Rentrée chez elle, très tard, elle invente une histoire peu vraisemblable à son mari mais ne lui parle pas de Christian. Sa fille lui reproche de n’être pas rentrée comme d’habitude, avec les courses qu’elle faisait généralement ce jour de congé.

Elle va vivre un enfer. Son mari la harcèle de questions, la réveille même la nuit parce qu’il veut connaître la vérité. Elle finit par la lui avouer et le harcèlement devient de plus en plus pénible.

Christian, avec qui elle correspond, la presse de quitter son mari mais elle refuse.

« - Pourquoi vous ne le quittez pas, votre mari ? 
- Il le refuserait. Mais alors catégoriquement. Je pense aussi aux enfants. Je le ferai quand ils auront grandi. Peut-être. Si les choses ne s’arrangent pas. Pour le moment, c’est impensable.
- C’est ce que vous croyez.
- Je suis une sorte de prisonnière. Il me reste mon fils va avoir cinq ans en octobre, treize ans à tirer.
- On ne peut pas raisonner comme ça, c’est absurde.
- Rien ne dit que les choses ne vont pas s’arranger. Cet amour est épuisant, il me met à rude épreuve, mais c’est, je crois, un vrai amour, une histoire authentique. »

« Je crois » Bénédicte se ment à elle-même pour protéger l’espoir que sa vie n’a pas été une erreur. On retrouve ce qu’elle disait au début « s’inventer une vie ».

Elle va pourtant être hospitalisée dans une clinique psychiatrique après avoir avalé deux plaquettes de Xanax. Elle insistera pour rester plus longtemps mais les médecins lui permettront seulement d’aller dans une maison de convalescence une quinzaine de jours.

Elle refusera pourtant de dire au psychiatre pourquoi elle a avalé ces comprimés.

Elle a connu avec Christian un après-midi de bonheur absolu mais elle reste avec son mari, de plus en plus violent, manipulateur et pervers.

Elle dira : « Je n’ai pas capitulé,  je suis toujours vivante.
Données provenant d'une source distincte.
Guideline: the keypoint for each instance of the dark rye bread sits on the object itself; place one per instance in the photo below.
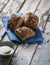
(24, 32)
(15, 21)
(31, 20)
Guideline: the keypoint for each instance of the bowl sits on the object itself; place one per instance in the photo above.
(7, 44)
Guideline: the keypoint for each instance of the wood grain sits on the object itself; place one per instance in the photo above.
(9, 8)
(42, 56)
(43, 7)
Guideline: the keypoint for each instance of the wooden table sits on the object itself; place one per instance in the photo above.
(26, 54)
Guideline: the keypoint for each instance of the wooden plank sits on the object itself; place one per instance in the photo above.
(25, 52)
(3, 4)
(44, 7)
(13, 6)
(10, 8)
(30, 6)
(42, 56)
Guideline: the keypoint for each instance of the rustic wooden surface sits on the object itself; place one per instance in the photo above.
(26, 54)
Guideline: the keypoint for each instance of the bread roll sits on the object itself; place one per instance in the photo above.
(31, 20)
(24, 32)
(15, 21)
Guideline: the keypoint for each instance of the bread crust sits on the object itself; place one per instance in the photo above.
(31, 20)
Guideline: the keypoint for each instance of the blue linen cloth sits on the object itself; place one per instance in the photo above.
(38, 38)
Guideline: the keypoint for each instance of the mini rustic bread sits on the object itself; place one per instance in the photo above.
(31, 20)
(15, 21)
(24, 32)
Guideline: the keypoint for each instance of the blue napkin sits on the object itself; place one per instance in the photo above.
(38, 38)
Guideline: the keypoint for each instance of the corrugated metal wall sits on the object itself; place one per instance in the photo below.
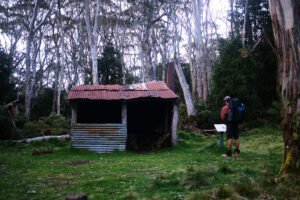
(102, 138)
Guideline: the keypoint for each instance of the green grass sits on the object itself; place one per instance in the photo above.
(194, 169)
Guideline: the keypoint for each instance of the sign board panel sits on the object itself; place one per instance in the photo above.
(220, 127)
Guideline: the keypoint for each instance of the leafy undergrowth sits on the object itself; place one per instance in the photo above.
(194, 169)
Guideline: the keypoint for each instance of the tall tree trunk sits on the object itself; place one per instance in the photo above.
(32, 29)
(182, 80)
(93, 37)
(285, 16)
(62, 61)
(244, 24)
(28, 91)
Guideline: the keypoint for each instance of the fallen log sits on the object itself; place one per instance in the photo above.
(41, 138)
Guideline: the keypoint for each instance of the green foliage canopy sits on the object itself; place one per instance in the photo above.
(110, 66)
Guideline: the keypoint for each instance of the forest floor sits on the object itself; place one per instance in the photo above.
(194, 169)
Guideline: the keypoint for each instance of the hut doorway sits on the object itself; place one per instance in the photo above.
(99, 112)
(148, 124)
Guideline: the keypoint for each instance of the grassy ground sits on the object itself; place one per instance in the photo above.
(194, 169)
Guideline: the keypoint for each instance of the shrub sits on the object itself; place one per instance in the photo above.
(6, 126)
(56, 121)
(31, 129)
(20, 121)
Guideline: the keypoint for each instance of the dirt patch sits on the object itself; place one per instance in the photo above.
(78, 162)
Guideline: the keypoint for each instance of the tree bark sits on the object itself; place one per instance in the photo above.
(93, 37)
(32, 29)
(285, 16)
(182, 80)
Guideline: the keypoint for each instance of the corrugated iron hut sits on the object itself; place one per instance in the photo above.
(140, 117)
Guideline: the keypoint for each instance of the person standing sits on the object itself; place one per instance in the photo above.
(232, 130)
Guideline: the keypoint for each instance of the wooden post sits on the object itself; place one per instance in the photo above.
(174, 123)
(74, 114)
(124, 112)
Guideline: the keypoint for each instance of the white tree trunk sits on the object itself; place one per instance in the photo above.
(182, 80)
(93, 37)
(32, 29)
(244, 24)
(286, 25)
(62, 62)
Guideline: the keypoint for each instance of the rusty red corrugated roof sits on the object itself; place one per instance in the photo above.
(154, 89)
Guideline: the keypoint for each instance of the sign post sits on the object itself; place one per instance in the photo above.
(221, 128)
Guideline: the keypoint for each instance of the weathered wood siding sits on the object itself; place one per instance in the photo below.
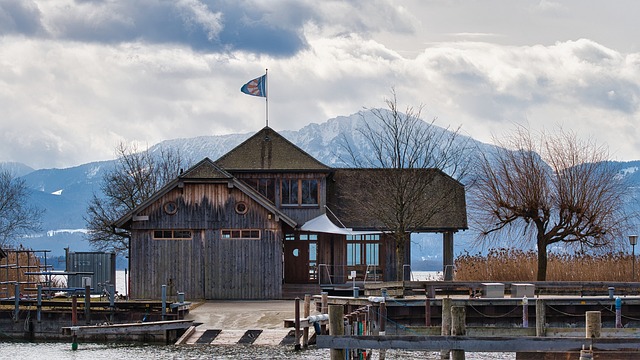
(389, 242)
(243, 269)
(300, 214)
(206, 266)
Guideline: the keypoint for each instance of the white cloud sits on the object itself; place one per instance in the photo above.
(69, 96)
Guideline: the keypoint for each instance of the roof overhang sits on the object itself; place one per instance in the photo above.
(322, 224)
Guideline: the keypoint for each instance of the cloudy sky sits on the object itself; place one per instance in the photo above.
(79, 76)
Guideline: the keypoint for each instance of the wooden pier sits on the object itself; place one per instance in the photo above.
(463, 317)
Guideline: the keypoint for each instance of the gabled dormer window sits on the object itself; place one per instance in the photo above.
(299, 192)
(264, 186)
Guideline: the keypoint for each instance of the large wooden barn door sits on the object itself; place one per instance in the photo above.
(300, 258)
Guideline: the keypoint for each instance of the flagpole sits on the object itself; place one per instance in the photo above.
(266, 98)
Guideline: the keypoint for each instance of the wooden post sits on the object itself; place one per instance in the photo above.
(525, 312)
(382, 321)
(458, 328)
(593, 324)
(74, 321)
(39, 306)
(324, 309)
(16, 300)
(297, 324)
(618, 312)
(447, 255)
(164, 302)
(427, 312)
(446, 324)
(540, 318)
(336, 327)
(87, 304)
(306, 312)
(74, 310)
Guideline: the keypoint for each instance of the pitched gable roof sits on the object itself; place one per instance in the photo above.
(349, 188)
(206, 171)
(268, 150)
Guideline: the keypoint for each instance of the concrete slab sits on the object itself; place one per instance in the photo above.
(228, 337)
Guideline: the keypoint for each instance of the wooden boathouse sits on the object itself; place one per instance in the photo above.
(269, 221)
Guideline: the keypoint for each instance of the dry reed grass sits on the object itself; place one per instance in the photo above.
(517, 265)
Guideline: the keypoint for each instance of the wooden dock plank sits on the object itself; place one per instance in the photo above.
(132, 328)
(477, 344)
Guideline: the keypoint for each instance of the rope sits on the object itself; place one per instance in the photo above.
(494, 316)
(564, 313)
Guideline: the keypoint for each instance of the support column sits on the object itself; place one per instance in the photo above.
(447, 255)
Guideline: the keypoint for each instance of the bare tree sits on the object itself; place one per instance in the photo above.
(401, 196)
(17, 216)
(136, 176)
(548, 189)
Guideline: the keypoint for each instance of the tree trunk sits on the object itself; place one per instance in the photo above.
(400, 251)
(542, 260)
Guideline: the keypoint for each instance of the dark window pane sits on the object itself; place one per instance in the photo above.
(290, 191)
(309, 191)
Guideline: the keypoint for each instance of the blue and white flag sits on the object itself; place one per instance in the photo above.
(256, 87)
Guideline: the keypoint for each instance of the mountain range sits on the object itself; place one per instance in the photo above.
(65, 193)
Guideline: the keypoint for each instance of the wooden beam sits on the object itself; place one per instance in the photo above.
(128, 328)
(476, 344)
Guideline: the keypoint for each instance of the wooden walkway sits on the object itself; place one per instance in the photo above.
(197, 336)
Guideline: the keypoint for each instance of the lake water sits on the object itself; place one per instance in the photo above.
(62, 351)
(93, 351)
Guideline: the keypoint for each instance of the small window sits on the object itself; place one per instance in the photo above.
(300, 192)
(170, 207)
(240, 234)
(172, 234)
(241, 208)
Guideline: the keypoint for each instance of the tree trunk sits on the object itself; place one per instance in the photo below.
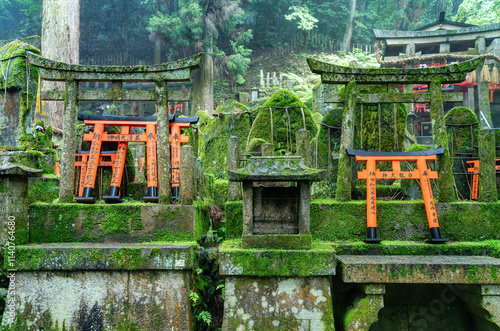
(60, 42)
(203, 78)
(348, 32)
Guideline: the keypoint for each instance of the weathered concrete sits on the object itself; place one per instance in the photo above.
(111, 223)
(187, 175)
(103, 257)
(365, 310)
(233, 163)
(278, 303)
(292, 262)
(419, 269)
(99, 300)
(14, 202)
(303, 148)
(67, 165)
(343, 192)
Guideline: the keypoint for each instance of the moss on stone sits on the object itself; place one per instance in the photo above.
(235, 260)
(214, 150)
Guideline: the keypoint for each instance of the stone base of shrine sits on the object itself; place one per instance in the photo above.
(96, 287)
(277, 289)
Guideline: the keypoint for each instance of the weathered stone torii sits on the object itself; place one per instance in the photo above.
(72, 75)
(434, 77)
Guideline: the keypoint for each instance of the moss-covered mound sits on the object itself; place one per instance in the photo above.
(216, 134)
(462, 128)
(288, 116)
(16, 76)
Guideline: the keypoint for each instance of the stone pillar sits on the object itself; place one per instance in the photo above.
(163, 144)
(343, 192)
(247, 208)
(483, 91)
(303, 149)
(444, 48)
(186, 175)
(445, 183)
(14, 202)
(233, 162)
(304, 207)
(487, 175)
(267, 149)
(365, 310)
(69, 143)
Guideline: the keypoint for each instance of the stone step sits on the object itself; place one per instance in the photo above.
(419, 269)
(101, 256)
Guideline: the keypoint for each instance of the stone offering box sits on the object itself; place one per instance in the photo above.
(276, 199)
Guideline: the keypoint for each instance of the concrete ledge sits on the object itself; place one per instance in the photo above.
(419, 269)
(277, 241)
(127, 222)
(235, 260)
(102, 257)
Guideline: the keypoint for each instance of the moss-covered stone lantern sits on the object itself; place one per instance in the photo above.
(276, 197)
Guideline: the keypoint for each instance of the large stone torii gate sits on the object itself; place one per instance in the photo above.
(434, 77)
(72, 75)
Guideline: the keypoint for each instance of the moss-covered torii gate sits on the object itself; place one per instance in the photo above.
(72, 75)
(434, 77)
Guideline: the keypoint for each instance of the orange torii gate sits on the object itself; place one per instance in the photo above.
(475, 178)
(371, 174)
(123, 138)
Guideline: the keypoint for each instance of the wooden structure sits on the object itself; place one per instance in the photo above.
(475, 177)
(72, 75)
(89, 169)
(371, 174)
(392, 78)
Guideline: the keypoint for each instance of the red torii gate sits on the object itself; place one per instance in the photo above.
(371, 174)
(89, 169)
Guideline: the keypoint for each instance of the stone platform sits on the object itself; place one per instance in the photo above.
(419, 269)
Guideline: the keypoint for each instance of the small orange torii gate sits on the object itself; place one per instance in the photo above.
(475, 177)
(371, 174)
(89, 167)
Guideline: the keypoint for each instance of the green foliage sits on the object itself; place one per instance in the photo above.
(478, 12)
(305, 21)
(284, 126)
(182, 28)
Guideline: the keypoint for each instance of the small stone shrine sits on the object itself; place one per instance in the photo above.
(276, 199)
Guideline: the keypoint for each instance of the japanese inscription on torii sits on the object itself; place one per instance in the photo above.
(72, 75)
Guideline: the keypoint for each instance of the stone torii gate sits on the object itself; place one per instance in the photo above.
(434, 77)
(72, 75)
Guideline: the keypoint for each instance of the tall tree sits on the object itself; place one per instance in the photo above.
(348, 31)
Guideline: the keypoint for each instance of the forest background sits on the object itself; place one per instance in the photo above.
(236, 33)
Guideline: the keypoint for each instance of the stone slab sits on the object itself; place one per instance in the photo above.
(419, 269)
(101, 257)
(101, 300)
(278, 303)
(237, 261)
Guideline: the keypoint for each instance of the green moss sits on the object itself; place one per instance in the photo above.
(234, 219)
(284, 126)
(43, 190)
(201, 218)
(214, 149)
(319, 260)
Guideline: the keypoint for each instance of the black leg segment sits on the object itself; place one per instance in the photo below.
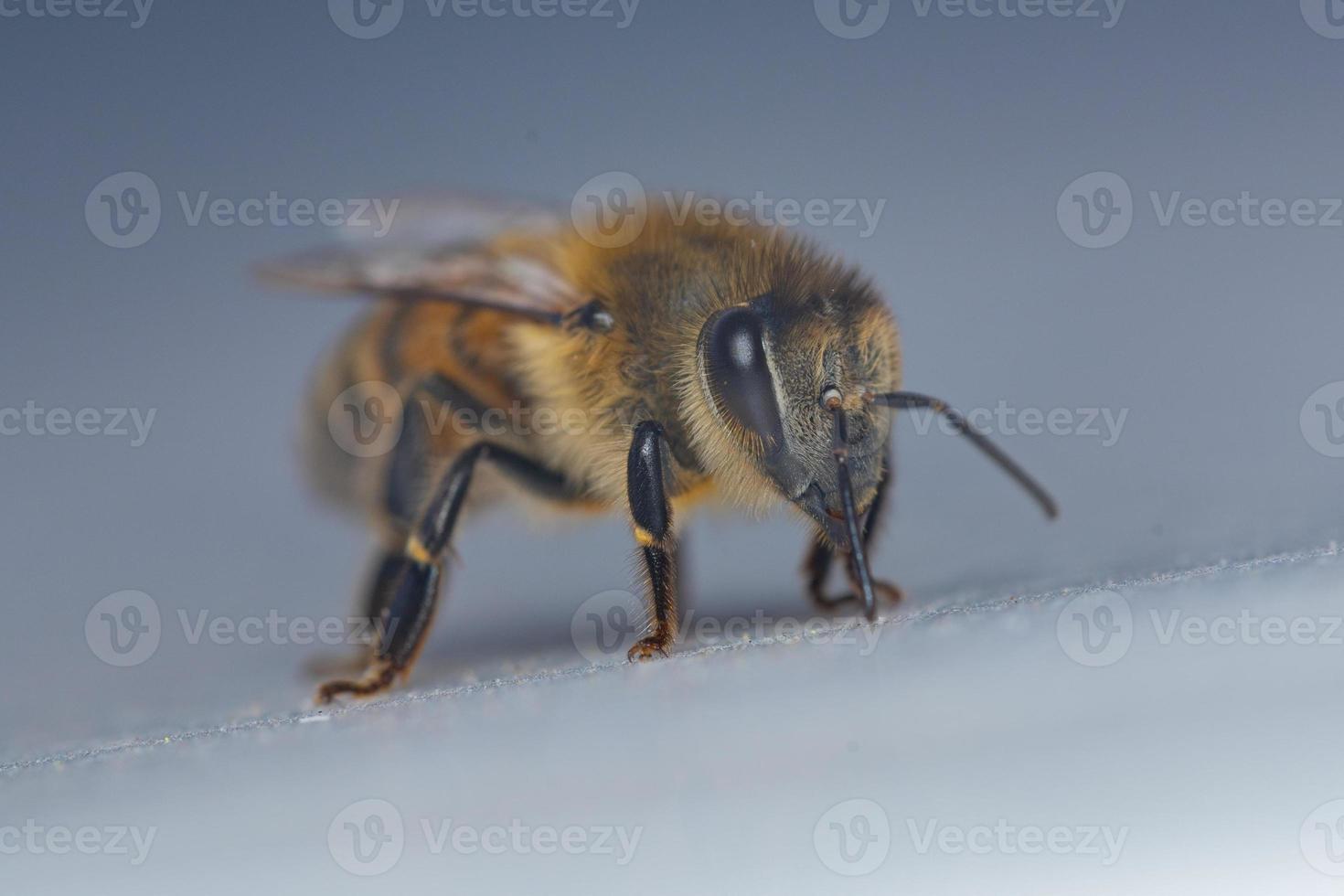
(652, 517)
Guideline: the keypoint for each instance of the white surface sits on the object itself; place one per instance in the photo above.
(1206, 758)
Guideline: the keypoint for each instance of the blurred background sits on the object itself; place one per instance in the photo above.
(1123, 214)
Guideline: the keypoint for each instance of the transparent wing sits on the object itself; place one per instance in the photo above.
(441, 249)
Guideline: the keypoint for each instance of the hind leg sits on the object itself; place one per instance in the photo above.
(409, 592)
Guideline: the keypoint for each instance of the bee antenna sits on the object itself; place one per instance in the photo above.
(907, 400)
(858, 557)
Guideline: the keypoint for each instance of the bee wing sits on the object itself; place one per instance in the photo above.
(440, 249)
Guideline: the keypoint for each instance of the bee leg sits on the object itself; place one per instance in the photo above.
(398, 507)
(817, 566)
(652, 518)
(413, 589)
(409, 592)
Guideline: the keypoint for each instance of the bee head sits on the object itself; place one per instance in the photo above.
(786, 383)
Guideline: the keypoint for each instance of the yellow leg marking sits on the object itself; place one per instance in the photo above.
(417, 551)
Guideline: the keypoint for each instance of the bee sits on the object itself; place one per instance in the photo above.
(697, 360)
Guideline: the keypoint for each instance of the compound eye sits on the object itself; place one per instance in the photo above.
(734, 360)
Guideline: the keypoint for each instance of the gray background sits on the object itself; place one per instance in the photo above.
(968, 128)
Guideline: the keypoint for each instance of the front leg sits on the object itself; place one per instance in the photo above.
(652, 518)
(817, 566)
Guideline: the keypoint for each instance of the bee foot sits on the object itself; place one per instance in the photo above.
(648, 649)
(378, 678)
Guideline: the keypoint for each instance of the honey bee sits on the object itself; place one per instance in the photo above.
(698, 360)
Je suis seule à diriger ma vie, contrairement aux apparences. »   

Dans une interview, Eric Reinardt confiera aux journalistes « J’ai toujours été profondément touché par les destins empêchés. Cela remonte à ma propre angoisse de passer à côté de ma vie, la peur de ne pas être reconnu. Et cela remonte à mon enfance, au spectacle de mon père meurtri par ses échecs professionnels. »

Le livre est très beau. Le style est très différent des romans actuels. Cela m’a frappée car c’est le premier livre que je lis de l’auteur.

Je ne suis pourtant pas d’accord avec le quatrième de couverture : « Récit poignant d’une émancipation féminine. L’amour et les forêts est un texte fascinant, où la volonté d’être libre se dresse contre l’avilissement. »

Je ne peux pas considérer Bénédicte comme une femme émancipée. Certes, elle choisit sa vie mais elle s’enferme dans les barrières qu’elle-même se dresse. Ce n’est pas ma conception de la liberté.